Nepal has objected to India building a road till the Lipu Lekh pass. Kathmandu has also rekindled an old territorial dispute with the Nepal parliament approving a revised national map that includes three areas that India too claims: Kalapani, Lipu Lekh and Limpiyadhura.

Rajnath said the India-Nepal bond was “spiritual” — an allusion to both being Hindu-majority countries — and that no power could break it. The comment was largely seen as a veiled reference to China whose influence with Nepal seems to be growing.

The minister, however, asserted that the road to Lipu Lekh was on Indian territory. The road lies near the Uttarakhand stretch of the India-Nepal border.

Nepal’s approval to a new map --- which India has rejected as an “unjustified cartographic assertion” --- is being seen as a fallout of the dispute over the road.

Nepal’s unusually tough stand has surprised not just India’s government but also the Sangh parivar, which has traditionally seen the neighbour as a close ally because of its Hindu demography.

The unspoken understanding in the government and the parivar is that China is behind Nepal’s intransigence.
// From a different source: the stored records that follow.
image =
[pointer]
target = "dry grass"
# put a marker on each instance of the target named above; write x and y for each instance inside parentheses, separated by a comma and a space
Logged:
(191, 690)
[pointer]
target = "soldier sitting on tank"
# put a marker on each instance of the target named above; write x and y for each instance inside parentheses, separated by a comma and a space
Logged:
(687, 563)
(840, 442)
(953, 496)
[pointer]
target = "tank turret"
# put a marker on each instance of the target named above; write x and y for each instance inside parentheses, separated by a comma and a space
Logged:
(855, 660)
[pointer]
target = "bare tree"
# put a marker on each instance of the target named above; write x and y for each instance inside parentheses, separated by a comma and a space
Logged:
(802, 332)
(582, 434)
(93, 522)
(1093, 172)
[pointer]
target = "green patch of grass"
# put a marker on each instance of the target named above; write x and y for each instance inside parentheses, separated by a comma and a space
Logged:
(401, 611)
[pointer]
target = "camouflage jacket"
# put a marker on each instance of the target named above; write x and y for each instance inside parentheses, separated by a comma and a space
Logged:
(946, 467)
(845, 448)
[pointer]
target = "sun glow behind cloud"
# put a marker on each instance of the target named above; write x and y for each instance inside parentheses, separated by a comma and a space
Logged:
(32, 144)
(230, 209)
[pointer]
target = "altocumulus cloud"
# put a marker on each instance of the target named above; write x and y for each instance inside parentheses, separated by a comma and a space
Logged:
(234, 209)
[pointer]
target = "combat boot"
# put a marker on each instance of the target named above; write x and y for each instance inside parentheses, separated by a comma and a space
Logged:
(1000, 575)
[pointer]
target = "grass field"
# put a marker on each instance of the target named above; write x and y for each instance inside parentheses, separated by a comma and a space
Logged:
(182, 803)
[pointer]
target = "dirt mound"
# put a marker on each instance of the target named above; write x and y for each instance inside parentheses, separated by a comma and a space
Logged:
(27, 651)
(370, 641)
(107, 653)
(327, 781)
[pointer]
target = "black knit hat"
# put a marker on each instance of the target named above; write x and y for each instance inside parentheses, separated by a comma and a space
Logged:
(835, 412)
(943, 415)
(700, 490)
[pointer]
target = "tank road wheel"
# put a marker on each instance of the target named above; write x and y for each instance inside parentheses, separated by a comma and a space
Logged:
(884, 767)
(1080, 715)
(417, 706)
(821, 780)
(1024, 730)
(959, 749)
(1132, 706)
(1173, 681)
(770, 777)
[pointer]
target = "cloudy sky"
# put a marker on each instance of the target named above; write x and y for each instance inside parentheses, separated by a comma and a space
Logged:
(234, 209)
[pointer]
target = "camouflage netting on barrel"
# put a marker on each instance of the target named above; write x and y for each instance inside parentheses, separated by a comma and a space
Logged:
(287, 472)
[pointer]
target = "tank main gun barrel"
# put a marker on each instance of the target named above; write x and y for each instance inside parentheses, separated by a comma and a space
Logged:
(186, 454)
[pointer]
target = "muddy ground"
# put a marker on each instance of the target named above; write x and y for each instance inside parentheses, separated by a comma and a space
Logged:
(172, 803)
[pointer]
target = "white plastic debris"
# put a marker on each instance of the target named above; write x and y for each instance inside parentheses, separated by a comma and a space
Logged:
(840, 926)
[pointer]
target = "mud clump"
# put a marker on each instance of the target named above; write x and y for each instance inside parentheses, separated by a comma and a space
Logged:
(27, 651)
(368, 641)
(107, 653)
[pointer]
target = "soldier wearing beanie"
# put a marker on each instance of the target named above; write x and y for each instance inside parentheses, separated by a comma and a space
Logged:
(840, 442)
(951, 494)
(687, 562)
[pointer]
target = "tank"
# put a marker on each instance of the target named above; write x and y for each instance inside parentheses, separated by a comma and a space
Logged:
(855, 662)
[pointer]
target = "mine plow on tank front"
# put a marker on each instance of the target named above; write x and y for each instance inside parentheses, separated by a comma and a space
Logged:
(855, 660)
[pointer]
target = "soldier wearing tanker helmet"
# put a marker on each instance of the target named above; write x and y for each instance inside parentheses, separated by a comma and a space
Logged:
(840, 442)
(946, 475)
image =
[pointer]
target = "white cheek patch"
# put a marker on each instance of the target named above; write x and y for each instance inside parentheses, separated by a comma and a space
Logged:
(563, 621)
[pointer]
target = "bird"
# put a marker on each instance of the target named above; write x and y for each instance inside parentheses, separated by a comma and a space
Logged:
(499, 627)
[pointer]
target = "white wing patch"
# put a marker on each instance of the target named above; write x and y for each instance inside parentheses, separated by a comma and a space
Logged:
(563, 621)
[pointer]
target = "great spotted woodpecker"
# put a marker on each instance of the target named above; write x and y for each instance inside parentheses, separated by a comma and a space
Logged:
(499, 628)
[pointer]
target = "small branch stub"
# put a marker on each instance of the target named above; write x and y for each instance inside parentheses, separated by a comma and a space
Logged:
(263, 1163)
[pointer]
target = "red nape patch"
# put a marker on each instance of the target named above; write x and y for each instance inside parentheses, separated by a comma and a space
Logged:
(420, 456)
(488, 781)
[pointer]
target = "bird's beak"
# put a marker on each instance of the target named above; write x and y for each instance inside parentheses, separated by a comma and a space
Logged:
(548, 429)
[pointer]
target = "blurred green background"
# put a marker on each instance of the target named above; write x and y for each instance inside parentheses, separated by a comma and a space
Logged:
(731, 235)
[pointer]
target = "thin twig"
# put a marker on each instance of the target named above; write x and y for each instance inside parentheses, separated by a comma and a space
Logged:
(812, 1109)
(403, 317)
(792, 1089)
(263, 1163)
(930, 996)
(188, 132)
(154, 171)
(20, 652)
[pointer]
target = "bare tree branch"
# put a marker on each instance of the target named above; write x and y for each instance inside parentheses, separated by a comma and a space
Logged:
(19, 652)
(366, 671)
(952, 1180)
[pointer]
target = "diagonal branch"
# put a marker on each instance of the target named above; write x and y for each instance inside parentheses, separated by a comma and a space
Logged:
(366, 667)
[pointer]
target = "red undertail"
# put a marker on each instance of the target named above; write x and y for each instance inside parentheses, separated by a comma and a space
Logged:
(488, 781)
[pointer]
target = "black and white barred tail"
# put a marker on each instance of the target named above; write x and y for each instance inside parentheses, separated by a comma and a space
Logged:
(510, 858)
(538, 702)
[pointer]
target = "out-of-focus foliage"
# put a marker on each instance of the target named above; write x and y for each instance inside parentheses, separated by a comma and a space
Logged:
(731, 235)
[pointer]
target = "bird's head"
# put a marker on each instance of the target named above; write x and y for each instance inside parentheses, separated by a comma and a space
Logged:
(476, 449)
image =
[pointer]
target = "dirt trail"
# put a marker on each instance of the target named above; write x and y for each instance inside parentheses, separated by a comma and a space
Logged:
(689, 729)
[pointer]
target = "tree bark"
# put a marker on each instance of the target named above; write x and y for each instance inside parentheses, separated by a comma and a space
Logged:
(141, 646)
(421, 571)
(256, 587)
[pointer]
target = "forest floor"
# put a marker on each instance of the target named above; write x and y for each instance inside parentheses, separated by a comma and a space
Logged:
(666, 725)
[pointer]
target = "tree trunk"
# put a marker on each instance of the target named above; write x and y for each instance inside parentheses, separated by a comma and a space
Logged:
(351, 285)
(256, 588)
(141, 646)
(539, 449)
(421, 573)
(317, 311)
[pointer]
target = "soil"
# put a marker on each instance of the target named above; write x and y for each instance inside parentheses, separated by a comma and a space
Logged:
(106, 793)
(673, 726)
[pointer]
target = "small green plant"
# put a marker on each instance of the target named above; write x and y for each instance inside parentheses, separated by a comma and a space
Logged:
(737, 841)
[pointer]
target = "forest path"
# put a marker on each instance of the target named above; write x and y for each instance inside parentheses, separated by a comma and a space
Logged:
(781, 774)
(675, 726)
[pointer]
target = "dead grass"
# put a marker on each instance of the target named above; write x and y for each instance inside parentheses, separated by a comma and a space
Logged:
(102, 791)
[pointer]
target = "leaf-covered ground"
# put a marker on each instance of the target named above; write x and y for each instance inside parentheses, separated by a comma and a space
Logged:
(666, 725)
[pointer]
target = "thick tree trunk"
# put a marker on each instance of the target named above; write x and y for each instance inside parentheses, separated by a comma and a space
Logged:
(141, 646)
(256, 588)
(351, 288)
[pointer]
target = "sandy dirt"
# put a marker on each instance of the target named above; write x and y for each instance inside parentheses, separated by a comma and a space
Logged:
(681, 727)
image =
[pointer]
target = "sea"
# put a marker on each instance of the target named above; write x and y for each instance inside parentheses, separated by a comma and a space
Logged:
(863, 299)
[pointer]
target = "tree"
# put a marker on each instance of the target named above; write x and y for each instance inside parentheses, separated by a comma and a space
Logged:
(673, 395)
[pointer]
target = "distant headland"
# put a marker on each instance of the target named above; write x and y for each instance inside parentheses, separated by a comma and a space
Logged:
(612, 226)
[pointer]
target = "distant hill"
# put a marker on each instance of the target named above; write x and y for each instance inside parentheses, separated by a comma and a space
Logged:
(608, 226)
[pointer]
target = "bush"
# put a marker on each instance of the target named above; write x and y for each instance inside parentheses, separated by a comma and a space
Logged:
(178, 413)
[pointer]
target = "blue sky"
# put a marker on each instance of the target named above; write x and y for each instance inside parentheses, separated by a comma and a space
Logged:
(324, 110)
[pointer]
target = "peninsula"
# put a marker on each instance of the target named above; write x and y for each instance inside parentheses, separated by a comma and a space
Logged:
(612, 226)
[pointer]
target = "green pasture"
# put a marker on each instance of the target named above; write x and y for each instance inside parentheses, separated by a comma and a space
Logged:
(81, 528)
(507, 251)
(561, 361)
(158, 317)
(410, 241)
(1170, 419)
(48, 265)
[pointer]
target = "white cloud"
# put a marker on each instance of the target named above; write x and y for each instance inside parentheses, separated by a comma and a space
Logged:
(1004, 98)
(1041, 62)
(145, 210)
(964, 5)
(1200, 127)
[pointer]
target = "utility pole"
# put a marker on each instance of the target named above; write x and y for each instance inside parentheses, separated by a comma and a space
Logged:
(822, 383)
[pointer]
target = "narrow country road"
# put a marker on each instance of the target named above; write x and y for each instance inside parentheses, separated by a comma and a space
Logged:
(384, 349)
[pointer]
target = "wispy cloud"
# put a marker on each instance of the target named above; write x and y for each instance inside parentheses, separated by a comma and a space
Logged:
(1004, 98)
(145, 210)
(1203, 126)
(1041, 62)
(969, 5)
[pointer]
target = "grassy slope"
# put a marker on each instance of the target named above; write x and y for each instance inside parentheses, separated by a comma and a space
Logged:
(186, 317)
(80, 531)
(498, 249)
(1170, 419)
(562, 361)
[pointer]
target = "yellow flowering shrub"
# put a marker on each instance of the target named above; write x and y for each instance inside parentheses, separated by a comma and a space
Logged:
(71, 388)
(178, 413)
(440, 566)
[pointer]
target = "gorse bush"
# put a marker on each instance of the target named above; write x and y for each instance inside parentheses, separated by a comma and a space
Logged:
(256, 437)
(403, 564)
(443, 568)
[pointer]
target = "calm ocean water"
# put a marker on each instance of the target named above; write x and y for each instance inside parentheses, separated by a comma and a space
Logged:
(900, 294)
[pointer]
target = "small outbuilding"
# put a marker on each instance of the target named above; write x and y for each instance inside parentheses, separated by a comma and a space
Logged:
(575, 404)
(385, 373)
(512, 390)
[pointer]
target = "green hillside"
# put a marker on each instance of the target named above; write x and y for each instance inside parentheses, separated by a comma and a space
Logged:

“India and Nepal not only have social, geographical, historical and cultural ties but also spiritual ties,” Rajnath said.

He compared Nepal’s famed Pashupatinath Temple to India’s Amarnath Temple, both shrines to Shiva.

Rajnath went on to quote the battle cry of the Indian army’s Gorkha Regiment, which invokes Kali, before asking rhetorically where the goddess could be found. He then provided the answer: at temples in Calcutta, Kamakhya and Vindhyachal.

“Our relationship with Nepal is that of roti-beti. I can tell you with confidence that Indians cannot harbour any bitterness towards Nepal,” he said.

Rajnath was addressing a digital rally the BJP had organised for Uttarakhand to mark the first anniversary of the second Modi government.